Sedotannya pada teh terhenti saat matanya menangkap sosok gadis dengan seragam sekolahnya. Berjalan cepat masuk ke area kasir yang langsung disambut oleh Ningsih. Bintang buru-buru meletakkan telunjuknya di depan bibir saat Ningsih menatapnya, menyuruh gadis itu untuk diam jika dia berada di sini.

"Berantem lagi?" Tanya Ningsih malas. Sudah tak heran dengan teman sekaligus bosnya ini.

"Cewek-cewek itu ngeselin, kayak anjing." Lalu melengos masuk ke dapur untuk membuat minumannya sendiri.

"Loh, tumben cepet?" Tanya Ningsih kaget saat Bulan sudah duduk di sampingnya setelah menghilang tak sampai satu menit.
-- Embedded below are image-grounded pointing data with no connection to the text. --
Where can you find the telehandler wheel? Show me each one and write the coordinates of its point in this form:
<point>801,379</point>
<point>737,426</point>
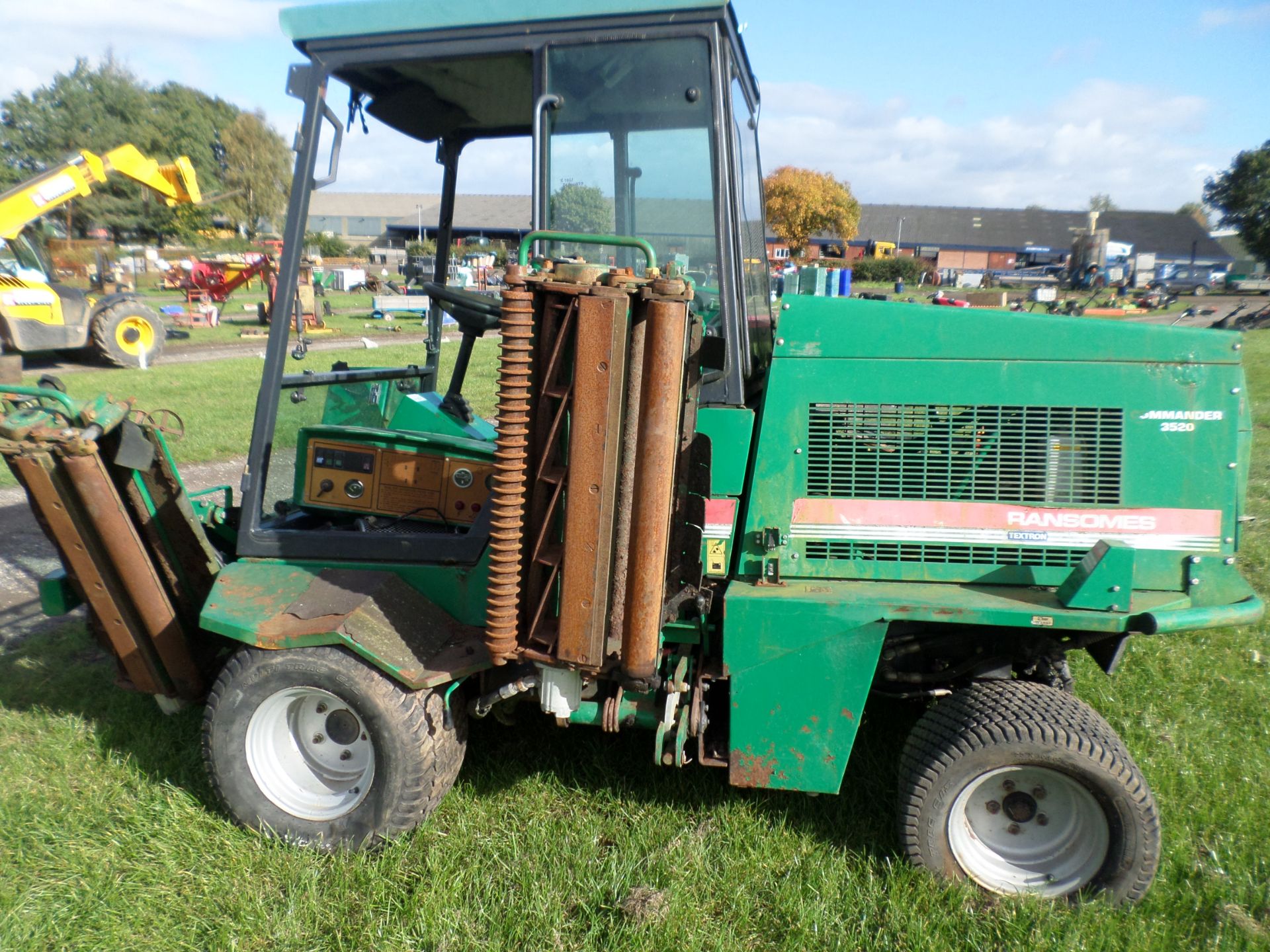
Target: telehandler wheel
<point>125,331</point>
<point>314,746</point>
<point>1025,789</point>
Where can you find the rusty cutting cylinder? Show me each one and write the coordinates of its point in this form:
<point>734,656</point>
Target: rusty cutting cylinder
<point>507,496</point>
<point>653,492</point>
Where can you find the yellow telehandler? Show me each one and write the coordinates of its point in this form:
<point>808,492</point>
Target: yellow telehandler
<point>41,314</point>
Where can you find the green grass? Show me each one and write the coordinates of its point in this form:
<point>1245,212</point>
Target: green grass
<point>351,317</point>
<point>110,837</point>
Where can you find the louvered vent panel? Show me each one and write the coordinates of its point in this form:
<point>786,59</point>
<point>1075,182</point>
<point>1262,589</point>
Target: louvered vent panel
<point>949,555</point>
<point>1037,455</point>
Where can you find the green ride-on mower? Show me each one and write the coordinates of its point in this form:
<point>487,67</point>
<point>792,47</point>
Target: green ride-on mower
<point>724,524</point>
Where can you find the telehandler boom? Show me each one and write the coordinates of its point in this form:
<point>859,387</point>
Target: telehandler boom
<point>40,314</point>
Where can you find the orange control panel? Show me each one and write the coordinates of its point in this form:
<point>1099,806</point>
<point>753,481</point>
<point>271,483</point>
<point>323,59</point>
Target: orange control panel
<point>396,483</point>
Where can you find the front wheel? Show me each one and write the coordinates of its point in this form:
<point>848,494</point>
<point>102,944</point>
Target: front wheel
<point>1024,789</point>
<point>128,334</point>
<point>314,746</point>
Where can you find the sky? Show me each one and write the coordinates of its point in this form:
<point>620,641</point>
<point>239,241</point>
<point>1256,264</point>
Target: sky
<point>925,102</point>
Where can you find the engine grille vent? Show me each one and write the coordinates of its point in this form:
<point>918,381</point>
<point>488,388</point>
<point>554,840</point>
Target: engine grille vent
<point>949,555</point>
<point>974,454</point>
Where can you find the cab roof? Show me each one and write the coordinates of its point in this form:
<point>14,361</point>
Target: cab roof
<point>361,18</point>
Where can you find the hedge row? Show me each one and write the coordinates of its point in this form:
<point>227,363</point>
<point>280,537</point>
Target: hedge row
<point>911,270</point>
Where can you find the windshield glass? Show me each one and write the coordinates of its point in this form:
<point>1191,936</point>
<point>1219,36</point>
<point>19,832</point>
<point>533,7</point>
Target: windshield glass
<point>22,259</point>
<point>630,153</point>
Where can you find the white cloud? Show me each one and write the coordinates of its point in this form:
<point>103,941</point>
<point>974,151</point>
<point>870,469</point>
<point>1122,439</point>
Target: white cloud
<point>1220,17</point>
<point>1101,136</point>
<point>182,36</point>
<point>173,19</point>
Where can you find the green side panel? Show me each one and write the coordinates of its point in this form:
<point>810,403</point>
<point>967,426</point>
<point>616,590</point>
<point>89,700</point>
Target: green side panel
<point>929,362</point>
<point>820,327</point>
<point>730,429</point>
<point>421,413</point>
<point>1101,580</point>
<point>56,596</point>
<point>357,19</point>
<point>275,584</point>
<point>371,612</point>
<point>800,660</point>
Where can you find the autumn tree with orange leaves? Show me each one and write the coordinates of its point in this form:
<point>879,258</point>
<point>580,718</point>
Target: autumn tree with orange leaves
<point>802,202</point>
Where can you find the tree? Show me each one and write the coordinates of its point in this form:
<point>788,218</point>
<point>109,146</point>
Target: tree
<point>1195,211</point>
<point>582,208</point>
<point>1101,202</point>
<point>99,108</point>
<point>1242,194</point>
<point>259,172</point>
<point>802,202</point>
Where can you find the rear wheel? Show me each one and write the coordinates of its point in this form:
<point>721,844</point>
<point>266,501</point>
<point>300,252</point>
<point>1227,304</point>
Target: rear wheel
<point>127,333</point>
<point>317,748</point>
<point>1024,789</point>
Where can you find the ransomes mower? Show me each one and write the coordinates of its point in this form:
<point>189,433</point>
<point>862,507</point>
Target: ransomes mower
<point>718,521</point>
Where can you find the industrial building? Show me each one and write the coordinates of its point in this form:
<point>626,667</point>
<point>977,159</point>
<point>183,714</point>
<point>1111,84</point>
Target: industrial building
<point>964,239</point>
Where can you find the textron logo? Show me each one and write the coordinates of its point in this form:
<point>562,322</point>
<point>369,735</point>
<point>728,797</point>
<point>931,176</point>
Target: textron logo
<point>1121,522</point>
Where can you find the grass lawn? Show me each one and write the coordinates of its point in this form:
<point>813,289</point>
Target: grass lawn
<point>351,317</point>
<point>110,837</point>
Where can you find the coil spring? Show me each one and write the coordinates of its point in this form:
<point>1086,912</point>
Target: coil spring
<point>507,498</point>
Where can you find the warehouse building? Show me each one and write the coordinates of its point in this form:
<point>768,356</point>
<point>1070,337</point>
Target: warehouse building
<point>962,239</point>
<point>1000,239</point>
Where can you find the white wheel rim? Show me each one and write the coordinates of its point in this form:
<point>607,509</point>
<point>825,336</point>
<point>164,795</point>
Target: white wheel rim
<point>310,753</point>
<point>1029,829</point>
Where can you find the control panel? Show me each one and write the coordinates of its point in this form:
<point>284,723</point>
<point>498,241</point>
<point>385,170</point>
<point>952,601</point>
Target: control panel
<point>421,485</point>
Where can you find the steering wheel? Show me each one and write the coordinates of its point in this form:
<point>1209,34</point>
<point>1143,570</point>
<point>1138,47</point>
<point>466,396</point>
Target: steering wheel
<point>476,314</point>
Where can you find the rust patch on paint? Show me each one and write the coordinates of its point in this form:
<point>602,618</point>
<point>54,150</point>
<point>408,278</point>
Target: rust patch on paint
<point>746,770</point>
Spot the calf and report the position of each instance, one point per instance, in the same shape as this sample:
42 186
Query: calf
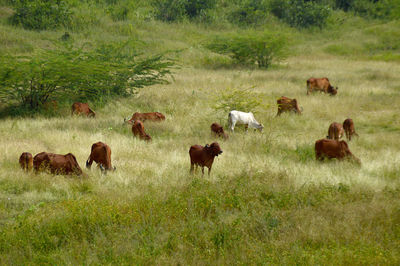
238 117
101 154
82 108
286 104
56 163
348 126
329 148
138 130
26 161
320 84
335 131
154 116
203 156
218 131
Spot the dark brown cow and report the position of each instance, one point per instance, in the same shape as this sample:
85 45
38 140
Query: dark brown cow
57 163
138 130
203 156
218 131
286 104
329 148
101 154
335 131
26 161
82 108
320 84
154 116
348 126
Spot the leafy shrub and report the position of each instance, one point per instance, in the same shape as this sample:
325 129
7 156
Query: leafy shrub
175 10
72 73
249 12
301 13
248 49
41 14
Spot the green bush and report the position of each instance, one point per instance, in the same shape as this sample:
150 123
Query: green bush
249 12
72 73
248 49
301 13
41 14
175 10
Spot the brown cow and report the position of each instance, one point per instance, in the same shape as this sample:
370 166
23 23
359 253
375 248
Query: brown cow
335 131
101 154
203 156
320 84
82 108
218 131
138 130
154 116
56 163
329 148
26 161
286 104
348 126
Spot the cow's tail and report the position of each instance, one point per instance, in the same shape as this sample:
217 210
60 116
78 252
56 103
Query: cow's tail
229 119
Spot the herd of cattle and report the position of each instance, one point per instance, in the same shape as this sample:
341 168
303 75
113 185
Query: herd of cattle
331 147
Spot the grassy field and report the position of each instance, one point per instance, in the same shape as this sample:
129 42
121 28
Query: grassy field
267 200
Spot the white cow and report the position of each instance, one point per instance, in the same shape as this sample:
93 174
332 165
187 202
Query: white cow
237 117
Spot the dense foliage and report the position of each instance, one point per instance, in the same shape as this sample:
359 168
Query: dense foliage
76 74
250 48
41 14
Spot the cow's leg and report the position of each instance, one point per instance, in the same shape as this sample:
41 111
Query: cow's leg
89 162
232 125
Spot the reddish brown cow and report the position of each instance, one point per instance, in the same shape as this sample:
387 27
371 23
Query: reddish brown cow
286 104
26 161
56 163
101 154
203 156
138 130
320 84
82 108
335 131
348 126
218 131
154 116
329 148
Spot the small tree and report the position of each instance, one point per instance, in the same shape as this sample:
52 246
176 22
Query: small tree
72 73
247 49
41 14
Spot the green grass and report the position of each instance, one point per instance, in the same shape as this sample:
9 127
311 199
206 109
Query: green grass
267 201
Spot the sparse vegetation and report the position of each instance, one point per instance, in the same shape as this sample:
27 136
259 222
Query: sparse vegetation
267 201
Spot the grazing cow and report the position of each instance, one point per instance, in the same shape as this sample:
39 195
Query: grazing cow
82 108
101 154
154 116
320 84
335 131
26 161
329 148
286 104
203 156
138 130
237 117
56 163
348 126
218 131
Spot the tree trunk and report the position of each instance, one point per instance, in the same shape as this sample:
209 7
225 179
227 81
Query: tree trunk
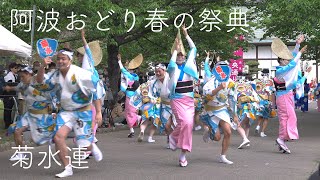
113 68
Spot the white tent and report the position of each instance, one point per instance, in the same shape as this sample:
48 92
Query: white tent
10 44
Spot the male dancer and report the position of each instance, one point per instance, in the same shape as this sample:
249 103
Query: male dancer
182 72
77 88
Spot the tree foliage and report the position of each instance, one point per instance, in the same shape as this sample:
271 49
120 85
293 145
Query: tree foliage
287 19
155 47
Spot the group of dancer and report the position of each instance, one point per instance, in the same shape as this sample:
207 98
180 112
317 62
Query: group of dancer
169 101
58 102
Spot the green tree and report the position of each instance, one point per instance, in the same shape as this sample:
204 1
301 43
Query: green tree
155 47
287 19
253 67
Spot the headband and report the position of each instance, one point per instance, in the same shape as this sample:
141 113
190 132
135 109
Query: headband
68 53
162 66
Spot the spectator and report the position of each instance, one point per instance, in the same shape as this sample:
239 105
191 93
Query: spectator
11 80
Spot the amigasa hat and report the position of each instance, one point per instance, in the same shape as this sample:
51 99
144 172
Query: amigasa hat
95 50
280 49
181 50
136 62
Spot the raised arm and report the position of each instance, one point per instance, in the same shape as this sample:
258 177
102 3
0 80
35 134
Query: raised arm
172 64
41 71
207 69
299 40
190 42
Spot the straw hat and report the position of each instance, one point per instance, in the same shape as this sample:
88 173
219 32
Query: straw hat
181 50
95 50
280 49
136 62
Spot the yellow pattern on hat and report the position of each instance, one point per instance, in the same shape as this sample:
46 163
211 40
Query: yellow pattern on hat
95 50
280 49
136 62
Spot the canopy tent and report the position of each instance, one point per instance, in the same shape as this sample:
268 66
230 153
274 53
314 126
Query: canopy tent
10 44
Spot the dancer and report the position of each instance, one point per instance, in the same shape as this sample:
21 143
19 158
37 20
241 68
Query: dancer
150 110
159 88
39 112
76 94
182 72
219 108
129 84
90 55
264 112
287 79
247 105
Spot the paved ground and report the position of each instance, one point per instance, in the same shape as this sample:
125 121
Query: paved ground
125 158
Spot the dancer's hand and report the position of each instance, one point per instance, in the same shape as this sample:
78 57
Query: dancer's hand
309 69
178 44
54 115
223 85
300 39
99 118
236 120
303 49
47 61
208 53
184 30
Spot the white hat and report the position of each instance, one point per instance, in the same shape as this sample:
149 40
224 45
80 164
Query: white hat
135 62
96 51
181 50
28 69
280 49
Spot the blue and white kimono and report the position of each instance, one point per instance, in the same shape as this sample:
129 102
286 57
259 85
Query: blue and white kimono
38 116
147 103
88 64
160 89
75 96
221 106
247 100
186 72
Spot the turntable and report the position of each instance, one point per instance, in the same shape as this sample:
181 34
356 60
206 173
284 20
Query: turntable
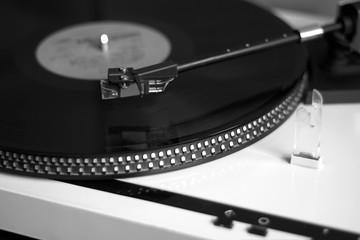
163 120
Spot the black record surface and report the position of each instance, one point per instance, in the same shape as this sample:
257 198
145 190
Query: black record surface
43 112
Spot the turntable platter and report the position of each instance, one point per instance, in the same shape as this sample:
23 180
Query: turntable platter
55 124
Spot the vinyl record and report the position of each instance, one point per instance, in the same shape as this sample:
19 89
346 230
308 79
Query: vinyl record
55 124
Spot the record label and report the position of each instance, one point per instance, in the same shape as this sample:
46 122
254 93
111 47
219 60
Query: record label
86 51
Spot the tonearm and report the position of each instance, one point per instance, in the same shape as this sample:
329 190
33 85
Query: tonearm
127 82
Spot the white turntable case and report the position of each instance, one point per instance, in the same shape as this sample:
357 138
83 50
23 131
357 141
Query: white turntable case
258 177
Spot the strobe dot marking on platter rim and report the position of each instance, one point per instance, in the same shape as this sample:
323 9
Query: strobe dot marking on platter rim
203 115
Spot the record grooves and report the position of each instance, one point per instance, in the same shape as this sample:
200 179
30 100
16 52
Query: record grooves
56 125
156 160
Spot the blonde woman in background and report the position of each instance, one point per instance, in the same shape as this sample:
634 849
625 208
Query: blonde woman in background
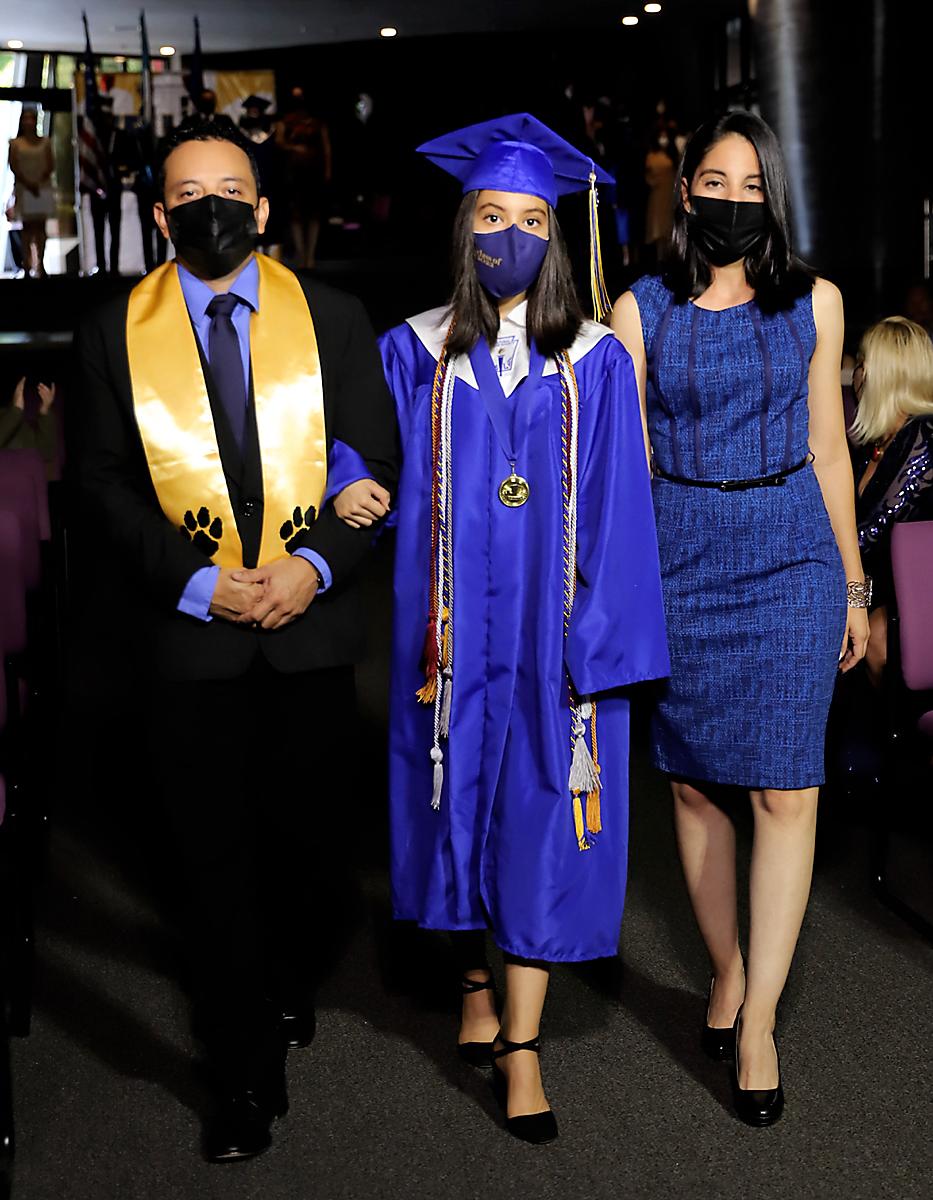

Melihat gelas yang sepertinya hanya berisikan susu coklat dengan es batu tanpa sedotan. Biasanya Bulan bisa memakan waktu sampai satu jam hanya untuk membuat satu minuman eksperimennya.

"Gak mood berbuat." Jawab Bulan cepat. Menenggak susunya dengan wajah yang masih terlihat masam.

"Siapa lagi kali ini? Atau si Dena Dena itu lagi?" Ningsih membersikan darah yang sudah mengering di sisi kepala gadis itu menggunakan lap meja.

Helaan napas gusar seolah membenarkan pertanyaan Ningsih. "Mereka tuh kayak gak ada kapok-kapoknya. Udah gue buat patah hidung, masuk rumah sakit, mimisan, masih aja."

"Terus, kening lo kok bisa berdarah gini? Biasanya mulus aja lo lawan mereka."

"Dia tiba-tiba dorong gue, kepentok pintu jadinya. Beraninya dari belakang doang bangsat."

"Harus naik level berarti. Ntar-ntar kalo mereka ngajak ribut, lo buat koma sebulan. Ngajak ribut lagi lo matiin dia."

"Hemm, saran yang bagus." Bulan mengangguk-angguk dengan pipi yang mengembung lantaran menyimpan satu buah es batu berukuran besar di mulut.

"Sesat."

Bulan menoleh cepat ke sumber suara. "Ngapain lo di sini?!" Tanyanya sewot.

"Tempat ini punya gue juga kalo lo lupa. Suka-suka gue dong mau ke sini apa nggak."

Bulan mendelik acuh. "Gak nanya." Yang berhasil membuat Bintang mengguncang gemas kepala gadis itu.

"Cemen amat lo kepentok doang langsung menstruasi." Dengan entengnya Bintang mencuil luka di dahi Bulan. Membuat aliran darah yang sejak di sekolah tadi mendidih dan sudah mulai berkurang, terasa mendidih kembali.

"Pisau mana pisau. Minta dipotong banget jari kotornya, hm?"

"Hehe- AKHHH AMPUN!" Para pengunjung kompak memberi atensi kepada dua saudara itu. Bulan yang menjambak rambut Bintang, dan Bintang yang sibuk mengaduh serta memohon ampun. Membuat Ningsih yang menonton pertikaian itu di depan matanya langsung berdecak geram.

"Pulang aja dah lo berdua! Bikin pusing aja, gue mau kerja."

Bintang dan Bulan spontan saling menatap. Tangan Bulan bahkan dengan cepat turun kembali ke tempat semula.

Lalu tak sampai tiga detik, keduanya bangkit berdiri secara bersamaan. "Takut, ada nenek lampir."

Memang kakak beradik itu kompak hanya di saat-saat tertentu saja. Ningsih hampir melepas sepatunya sebagai bentuk kekesalan jika saja Bintang dan Bulan tidak gesit berlari keluar.